Alors que le ministre des Finances a rencontré lundi les capitaines de l’industrie pour qu’ils changent de braquet et passent à l’offensive, après les annonces budgétaires et en attendant l’adoption du Finance Bill, le mood dans le pays n’est pas pour le moins propice à une telle démarche. La succession des affaires, les unes plus troublantes que les autres, comme les allégations de tortures policières sur certains suspects, celles de l’ex-patron de Mauritius Telecom sur l’installation d’équipements pour sniffer le trafic Internet sur le réseau SAFE en passant par la perception de la population de vivre dans un État policier, sont susceptibles de refroidir l’ardeur des investisseurs locaux et internationaux à se lancer dans de nouvelles aventures industrielles. 

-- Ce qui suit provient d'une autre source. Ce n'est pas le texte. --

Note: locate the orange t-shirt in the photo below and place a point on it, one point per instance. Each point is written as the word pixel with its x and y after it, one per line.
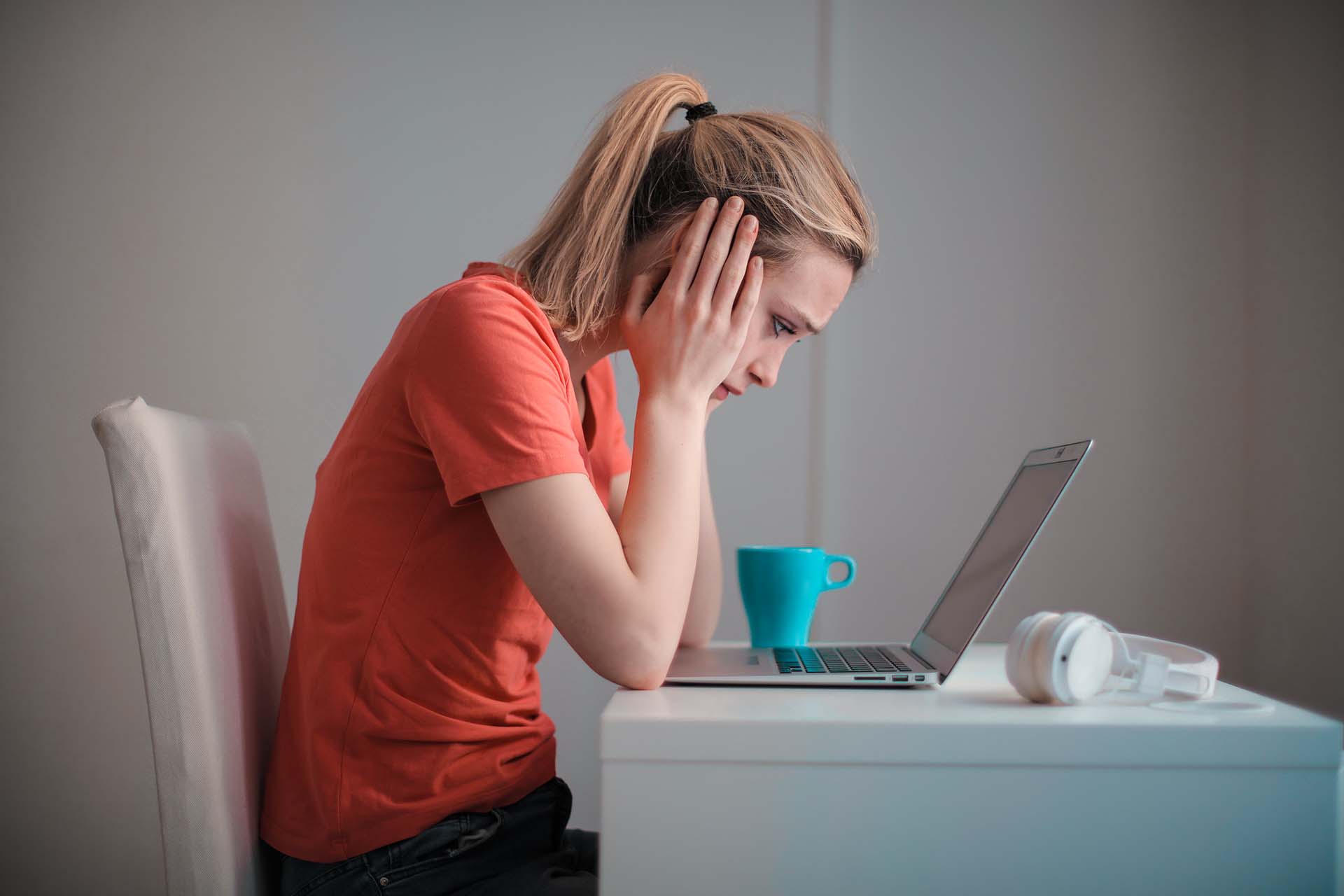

D’autant plus que le pays est entré dans une phase d’instabilité où les grandes manoeuvres animent les partis de l’opposition avec un sentiment d’unité retrouvée pour faire partir le Premier ministre, même si celui-ci maintient qu’il est déterminé à aller jusqu’au bout de son mandat, tenant le cap jusqu’en 2024 pour dresser éventuellement le bilan de son action gouvernementale à la faveur des prochaines échéances électorales. Dans cet environnement délétère, les dernières statistiques des comptes nationaux publiées à la fin du mois dernier, viennent ajouter leur grain de sel pour indiquer que les choses pourraient se tasser sur le front de l’investissement. Certes, les interprétations divergent, mais, en clair, les experts de Statistics Mauritius indiquent que le rythme de l’investissement sera ralenti au niveau national cette année. 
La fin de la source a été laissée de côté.